Things To Think About
First: underpayment and poor treatment of charity collectors, and the way in which they ought to be employed. Update: a class action has been launched against marketing giant Appco.
Second: how does wealth and socio-economic status impact the performance of regulators responding to misconduct? The LA Times makes an argument that, in the US, it can matter a great deal.
Third: Speigel paints a sorry portrait of Deutsche Bank, giving a scathing review of its cultural transformation over 20 years.
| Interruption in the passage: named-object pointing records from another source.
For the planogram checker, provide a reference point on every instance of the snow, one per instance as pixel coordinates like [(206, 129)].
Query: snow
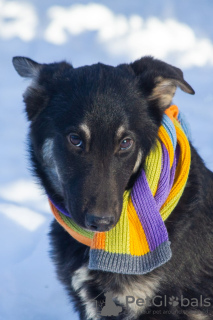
[(82, 32)]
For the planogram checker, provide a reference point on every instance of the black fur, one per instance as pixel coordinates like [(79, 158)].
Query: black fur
[(91, 179)]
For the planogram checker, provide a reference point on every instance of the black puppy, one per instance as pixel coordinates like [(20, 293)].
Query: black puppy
[(91, 129)]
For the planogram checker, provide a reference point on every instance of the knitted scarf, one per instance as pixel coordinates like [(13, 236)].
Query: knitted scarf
[(139, 242)]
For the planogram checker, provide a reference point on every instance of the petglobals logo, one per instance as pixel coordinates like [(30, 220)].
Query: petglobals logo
[(165, 301)]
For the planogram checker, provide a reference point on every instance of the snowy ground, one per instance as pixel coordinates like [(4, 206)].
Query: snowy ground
[(112, 32)]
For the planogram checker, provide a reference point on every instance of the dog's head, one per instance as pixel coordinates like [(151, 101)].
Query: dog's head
[(91, 129)]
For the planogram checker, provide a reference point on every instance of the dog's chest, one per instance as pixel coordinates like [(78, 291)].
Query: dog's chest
[(128, 294)]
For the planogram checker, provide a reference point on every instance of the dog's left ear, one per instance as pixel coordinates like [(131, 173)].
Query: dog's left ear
[(159, 80)]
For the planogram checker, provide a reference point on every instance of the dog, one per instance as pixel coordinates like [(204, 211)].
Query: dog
[(91, 129)]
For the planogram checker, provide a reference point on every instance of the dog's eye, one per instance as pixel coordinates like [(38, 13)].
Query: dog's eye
[(75, 140), (126, 144)]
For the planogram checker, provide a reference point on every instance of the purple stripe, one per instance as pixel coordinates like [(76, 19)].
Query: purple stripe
[(148, 213)]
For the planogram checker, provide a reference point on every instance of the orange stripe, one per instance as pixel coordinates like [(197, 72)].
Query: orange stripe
[(73, 233), (98, 241), (163, 135), (183, 166), (138, 242), (172, 112)]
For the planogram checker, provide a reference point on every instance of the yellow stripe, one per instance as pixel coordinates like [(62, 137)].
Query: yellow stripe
[(117, 239)]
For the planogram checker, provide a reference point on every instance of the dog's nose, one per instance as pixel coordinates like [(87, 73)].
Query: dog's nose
[(96, 223)]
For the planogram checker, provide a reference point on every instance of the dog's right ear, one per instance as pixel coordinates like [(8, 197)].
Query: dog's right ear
[(35, 96), (26, 67)]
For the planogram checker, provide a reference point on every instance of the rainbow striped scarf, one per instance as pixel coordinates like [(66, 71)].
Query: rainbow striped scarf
[(139, 242)]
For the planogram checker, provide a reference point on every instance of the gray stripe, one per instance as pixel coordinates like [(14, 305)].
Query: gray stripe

Finally: as I sit here in the library of the Melbourne Law School, I’m looking down at what was, a few days ago, the Corkman pub. It’s been demolished without permission, and the footpath is buzzing with angry activity; there are stern-looking CFMEU members posing for photographs, and, when I passed the temporary fencing, I saw the words ‘$1 million penalty not enough’ scrawled across it. So, what’s the offence, and what’s the maximum penalty? I doubt very much a $1M fine will be a sentencing possibility, and I hope the case calls into question the way that maximum penalties for corporations are set in legislation. I can’t help but contrast the agitation around this blatant disrespect for heritage overlay with the radio silence around the case Ashurst defended in August, in which Charbon Coal Pty Ltd, in contravention of its environmental approval, disturbed an Indigenous heritage artefact, and five possible artefacts, considered to have high cultural value. Those artefacts can no longer be located. That company was fined $175,000 plus costs.
Law & Policy Updates
The ACCC is “advocating strongly” for changes to the Horticulture Code, citing serious competition and fair trading issues in its report, Perspectives in Horticulture and Viticulture. In related news, the ACCC has released an interim report on its cattle and beef markets study and is seeking feedback.
Comments on the ACCC’s retail car market study are due 14 November 2016.